‘Bushy’s’ friend denied $1m will fortune

 

A WOMAN who was left $1.5 million in her Goondiwindi friend's last will is set to get only $500,000 out of his $7.4 million estate, after a judge ruled the will invalid.

Justice Peter Applegarth was satisfied Norm Hottes, a bachelor with no children, lacked testamentary capacity when he made his third will just a few months before his death.

Mr Hottes, a "bushy at heart'' who hated paying taxes and was careful with his money, left his entire estate to his Goondiwindi neighbours, Justin and Vikki Rowe, in his first will in 2016.

Mr Hottes, who died last year aged 87, had lived alone on his Goondiwindi property since 2004, but almost every Sunday he would visit the Rowe family, the Supreme Court heard.

He had increasingly relied upon the couple after he developed a series of chronic illnesses, before and after he moved from his property into aged care.

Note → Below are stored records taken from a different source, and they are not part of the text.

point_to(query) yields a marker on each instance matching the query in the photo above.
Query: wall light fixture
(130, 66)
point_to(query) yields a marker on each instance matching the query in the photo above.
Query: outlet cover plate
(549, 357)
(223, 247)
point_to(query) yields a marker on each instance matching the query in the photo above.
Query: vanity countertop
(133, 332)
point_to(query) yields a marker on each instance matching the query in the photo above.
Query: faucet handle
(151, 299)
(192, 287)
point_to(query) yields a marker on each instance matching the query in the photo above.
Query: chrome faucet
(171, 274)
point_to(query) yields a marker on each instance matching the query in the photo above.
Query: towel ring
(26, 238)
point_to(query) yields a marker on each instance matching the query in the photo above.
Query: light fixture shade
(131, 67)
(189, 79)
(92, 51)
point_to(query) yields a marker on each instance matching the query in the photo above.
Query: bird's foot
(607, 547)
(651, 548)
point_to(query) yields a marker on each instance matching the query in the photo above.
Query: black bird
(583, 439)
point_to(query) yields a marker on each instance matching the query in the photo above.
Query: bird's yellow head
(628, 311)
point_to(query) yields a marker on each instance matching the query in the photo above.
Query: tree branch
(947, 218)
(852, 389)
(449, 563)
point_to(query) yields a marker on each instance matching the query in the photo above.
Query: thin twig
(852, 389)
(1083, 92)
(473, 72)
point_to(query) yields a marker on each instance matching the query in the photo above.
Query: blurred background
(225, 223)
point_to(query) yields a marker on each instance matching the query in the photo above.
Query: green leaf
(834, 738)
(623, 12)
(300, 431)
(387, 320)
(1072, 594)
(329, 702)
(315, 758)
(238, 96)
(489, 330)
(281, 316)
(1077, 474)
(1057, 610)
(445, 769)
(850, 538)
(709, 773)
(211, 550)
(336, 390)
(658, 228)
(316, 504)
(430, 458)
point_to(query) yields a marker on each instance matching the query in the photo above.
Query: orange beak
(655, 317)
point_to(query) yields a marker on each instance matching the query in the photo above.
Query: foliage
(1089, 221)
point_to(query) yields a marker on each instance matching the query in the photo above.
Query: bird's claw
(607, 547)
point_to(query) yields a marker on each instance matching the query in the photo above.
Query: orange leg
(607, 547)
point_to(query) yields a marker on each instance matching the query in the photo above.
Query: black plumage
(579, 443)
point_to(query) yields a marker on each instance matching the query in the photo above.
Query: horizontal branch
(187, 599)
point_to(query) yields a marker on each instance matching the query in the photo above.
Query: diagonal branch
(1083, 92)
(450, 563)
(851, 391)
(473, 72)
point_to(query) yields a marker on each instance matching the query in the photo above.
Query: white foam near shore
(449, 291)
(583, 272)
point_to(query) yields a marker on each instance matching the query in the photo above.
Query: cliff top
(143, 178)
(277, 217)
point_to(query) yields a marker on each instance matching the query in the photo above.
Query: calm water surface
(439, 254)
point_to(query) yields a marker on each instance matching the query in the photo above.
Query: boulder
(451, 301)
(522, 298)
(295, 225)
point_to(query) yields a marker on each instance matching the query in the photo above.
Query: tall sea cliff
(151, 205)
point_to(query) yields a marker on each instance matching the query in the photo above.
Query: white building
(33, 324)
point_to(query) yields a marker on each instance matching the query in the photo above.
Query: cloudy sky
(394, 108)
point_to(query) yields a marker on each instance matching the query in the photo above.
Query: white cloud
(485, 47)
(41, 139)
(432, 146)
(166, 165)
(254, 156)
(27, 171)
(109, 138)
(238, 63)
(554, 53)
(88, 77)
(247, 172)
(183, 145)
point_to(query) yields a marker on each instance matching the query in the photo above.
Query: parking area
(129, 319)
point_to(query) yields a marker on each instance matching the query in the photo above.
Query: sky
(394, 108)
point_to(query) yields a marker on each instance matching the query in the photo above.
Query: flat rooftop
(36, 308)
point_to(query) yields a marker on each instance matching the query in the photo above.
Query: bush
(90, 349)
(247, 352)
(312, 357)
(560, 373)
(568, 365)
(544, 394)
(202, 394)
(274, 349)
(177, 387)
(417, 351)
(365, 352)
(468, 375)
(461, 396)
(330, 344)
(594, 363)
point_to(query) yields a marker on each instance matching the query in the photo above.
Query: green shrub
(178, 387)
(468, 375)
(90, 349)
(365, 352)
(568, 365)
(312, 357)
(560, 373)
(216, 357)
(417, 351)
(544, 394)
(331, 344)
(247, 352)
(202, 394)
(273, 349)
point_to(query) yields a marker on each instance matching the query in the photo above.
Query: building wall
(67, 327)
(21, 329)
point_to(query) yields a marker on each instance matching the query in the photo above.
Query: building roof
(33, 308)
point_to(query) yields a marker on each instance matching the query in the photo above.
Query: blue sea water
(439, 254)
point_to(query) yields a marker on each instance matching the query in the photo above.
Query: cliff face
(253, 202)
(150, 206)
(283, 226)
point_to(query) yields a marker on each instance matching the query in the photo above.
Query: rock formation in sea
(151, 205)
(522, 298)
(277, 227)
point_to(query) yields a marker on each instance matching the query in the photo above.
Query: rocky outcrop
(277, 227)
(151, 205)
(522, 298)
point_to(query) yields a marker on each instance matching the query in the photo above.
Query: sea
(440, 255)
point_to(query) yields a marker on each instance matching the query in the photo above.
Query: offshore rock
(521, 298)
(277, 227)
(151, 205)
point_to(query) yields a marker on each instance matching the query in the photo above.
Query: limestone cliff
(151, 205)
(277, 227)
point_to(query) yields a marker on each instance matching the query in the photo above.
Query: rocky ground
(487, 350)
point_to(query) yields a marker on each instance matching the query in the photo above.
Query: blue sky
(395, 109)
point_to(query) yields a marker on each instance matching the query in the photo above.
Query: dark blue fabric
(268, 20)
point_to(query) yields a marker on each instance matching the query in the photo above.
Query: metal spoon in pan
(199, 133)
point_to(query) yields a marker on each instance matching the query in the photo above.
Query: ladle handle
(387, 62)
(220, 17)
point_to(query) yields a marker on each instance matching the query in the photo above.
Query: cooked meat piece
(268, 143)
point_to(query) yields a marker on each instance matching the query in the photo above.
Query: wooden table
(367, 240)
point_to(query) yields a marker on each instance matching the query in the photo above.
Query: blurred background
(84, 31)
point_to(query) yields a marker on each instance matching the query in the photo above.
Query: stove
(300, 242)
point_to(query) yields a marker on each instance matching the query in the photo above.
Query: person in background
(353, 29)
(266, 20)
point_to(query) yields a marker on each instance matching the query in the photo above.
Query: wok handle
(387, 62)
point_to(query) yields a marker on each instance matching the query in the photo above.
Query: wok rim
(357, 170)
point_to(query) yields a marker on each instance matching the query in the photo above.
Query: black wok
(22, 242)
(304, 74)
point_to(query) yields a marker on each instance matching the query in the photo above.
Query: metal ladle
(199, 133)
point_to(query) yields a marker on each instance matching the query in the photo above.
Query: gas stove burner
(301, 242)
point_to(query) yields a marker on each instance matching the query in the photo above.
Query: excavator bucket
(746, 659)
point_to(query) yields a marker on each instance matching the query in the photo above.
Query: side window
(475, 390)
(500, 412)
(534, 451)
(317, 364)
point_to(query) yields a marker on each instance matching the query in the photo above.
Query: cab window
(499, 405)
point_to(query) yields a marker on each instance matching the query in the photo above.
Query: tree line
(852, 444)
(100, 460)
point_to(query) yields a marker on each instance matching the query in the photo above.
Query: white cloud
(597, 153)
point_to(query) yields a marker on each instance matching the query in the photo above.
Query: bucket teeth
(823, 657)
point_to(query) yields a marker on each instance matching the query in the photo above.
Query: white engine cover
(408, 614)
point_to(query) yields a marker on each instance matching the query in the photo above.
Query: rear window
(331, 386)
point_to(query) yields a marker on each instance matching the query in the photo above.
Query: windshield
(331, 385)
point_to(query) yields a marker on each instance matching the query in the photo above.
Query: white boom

Norm Hottes, a “bushy at heart’’ who hated paying taxes and was careful with his money, left his entire estate to his Goondiwindi neighbours, Justin and Vikki Rowe, in his first will in 2016.
Norm Hottes, a “bushy at heart’’ who hated paying taxes and was careful with his money, left his entire estate to his Goondiwindi neighbours, Justin and Vikki Rowe, in his first will in 2016.

In his second 2016 will, Mr Hottes gave a $500,000 gift to his friend of 30 years, Kathy Sudholz, and the remainder of the estate to the Rowes, the executors of his will.

But in November 2017, Mr Hottes made a third will, instructing his solicitor to increase the gift to Ms Sudholz from $500,000 to $1.5 million.

Mr Hottes did not explain why he was making the substantial change and the solicitor did not ask him, despite "alarm bells ringing'' about his testamentary capacity, the court heard.

Mr Hottes, an ex-truckie, had run a transport business until he had an accident at age 77. Before he got too sick, he would tinker in his shed, search for useful things at the dump and pick fruit.

On weekdays, he would drive into Goondiwindi to sit with other elderly town folk outside the council chambers, on what was known by locals as the "Seat of Knowledge''.

As his health declined, the Rowes would help around his property or with his car, sort his business problems, and in 2013 they became his attorneys for financial and health matters.

Years before his death, Mr Hottes told Ms Sudholz he wanted to leave her his house and he also offered to pay off her mortgage, but she declined the offers.

The court heard that after the Rowes went on an overseas trip in 2016, Mr Hottes became depressed and confused, and he felt abandoned.

Soon after their return, a solicitor obtained instructions from Mr Hottes, over the phone, to prepare a new will, his third.

Justice Applegarth said when he signed the new will, on November 28, 2017, Mr Hottes suffered from dementia and cognitive impairment, and was unwell.

"The evidence strongly suggests that his mental faculties had been so affected as to make him unequal to the task of making a will, even a relatively simple will of the kind he made,'' the judge said.

But Justice Applegarth found that when he made his second 2016 will, Mr Hottes was not so affected by dementia, depression or other conditions that he could not make decisions.

He was satisfied Mr Hottes had testamentary capacity to make that will, in which he left Ms Sudholz $500,000, with the rest of the estate to go to the Rowes.

At the time of his death, Mr Hottes's assets totalled $7,437,530, including $3.3 million in cash and term deposits, and $2.6 million in shares.